Policing has long been the sharp edge of a political sword used to cut the heart out of Black resistance. Policing is not only oppressive. It is causal and symptomatic of the conditions in which violence thrives. The very instrument that reproduces anti-Black racism cannot be the same tool that saves Black people. “A dysfunctional, punitive and reactive criminal justice system,” Currie states, “helps to breed violence not only by what it does to people but by what it does not do — not only through the ways in which it actively harms people, but through what it passively fails to do for them.” Since the end of slavery, law enforcement officials “have not only failed to reliably protect Black Americans against violence in their communities but, all too often, have contributed to it.”
This summer the activist and author Kimberly Jones articulated with equal parts reason and rage what Currie’s book seeks to expose and end. Standing outside of a boarded-up store in the midst of Atlanta’s civil unrest, she explained that Black people couldn’t burn down their own communities because “we don’t own anything.” She continued: “You broke the contract when you killed us in the streets. … You broke the contract when for 400 years, we played your game and built your wealth. … As far as I’m concerned they can burn this bitch to the ground and it still wouldn’t be enough. And they are lucky that what Black people are looking for is equality and not revenge.”

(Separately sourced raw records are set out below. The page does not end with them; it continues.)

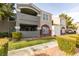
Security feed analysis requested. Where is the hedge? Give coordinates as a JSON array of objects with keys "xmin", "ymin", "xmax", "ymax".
[
  {"xmin": 56, "ymin": 36, "xmax": 76, "ymax": 55},
  {"xmin": 0, "ymin": 32, "xmax": 9, "ymax": 37},
  {"xmin": 0, "ymin": 38, "xmax": 8, "ymax": 56},
  {"xmin": 68, "ymin": 34, "xmax": 79, "ymax": 48},
  {"xmin": 12, "ymin": 32, "xmax": 22, "ymax": 41}
]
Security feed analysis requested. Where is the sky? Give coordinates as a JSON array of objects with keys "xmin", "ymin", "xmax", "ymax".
[{"xmin": 35, "ymin": 3, "xmax": 79, "ymax": 22}]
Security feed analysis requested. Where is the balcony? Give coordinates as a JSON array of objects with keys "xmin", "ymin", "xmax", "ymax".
[{"xmin": 16, "ymin": 13, "xmax": 40, "ymax": 25}]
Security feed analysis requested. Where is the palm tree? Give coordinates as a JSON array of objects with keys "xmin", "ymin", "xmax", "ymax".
[
  {"xmin": 0, "ymin": 3, "xmax": 15, "ymax": 20},
  {"xmin": 59, "ymin": 13, "xmax": 76, "ymax": 29}
]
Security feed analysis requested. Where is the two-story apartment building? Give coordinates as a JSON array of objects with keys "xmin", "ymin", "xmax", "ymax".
[
  {"xmin": 52, "ymin": 17, "xmax": 66, "ymax": 35},
  {"xmin": 16, "ymin": 4, "xmax": 52, "ymax": 37}
]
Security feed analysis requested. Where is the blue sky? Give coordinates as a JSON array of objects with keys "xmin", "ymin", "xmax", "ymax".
[{"xmin": 35, "ymin": 3, "xmax": 79, "ymax": 22}]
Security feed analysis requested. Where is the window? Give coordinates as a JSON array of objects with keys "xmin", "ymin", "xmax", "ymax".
[
  {"xmin": 46, "ymin": 15, "xmax": 48, "ymax": 20},
  {"xmin": 20, "ymin": 24, "xmax": 37, "ymax": 31},
  {"xmin": 43, "ymin": 14, "xmax": 45, "ymax": 20},
  {"xmin": 43, "ymin": 14, "xmax": 48, "ymax": 20}
]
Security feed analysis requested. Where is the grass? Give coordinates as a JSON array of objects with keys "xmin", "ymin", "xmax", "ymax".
[{"xmin": 8, "ymin": 37, "xmax": 54, "ymax": 50}]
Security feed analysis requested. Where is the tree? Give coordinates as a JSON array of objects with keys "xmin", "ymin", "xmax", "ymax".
[
  {"xmin": 0, "ymin": 3, "xmax": 15, "ymax": 20},
  {"xmin": 59, "ymin": 13, "xmax": 76, "ymax": 29}
]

So, what now? In his final chapter, called “Remedies,” Currie doesn’t cover new ground, but by linking public investments to violence reduction, he is, in effect, joining the activists calling for defunding the police by reinvesting in the most disadvantaged communities. His solutions include a jobs guarantee with living wages and meaningful work. He calls for huge investments in hiring to rebuild the public infrastructure of schools, hospitals, transportation and environmental remediation akin to a Green New Deal for Black America.
But it’s up to white Americans to make this choice.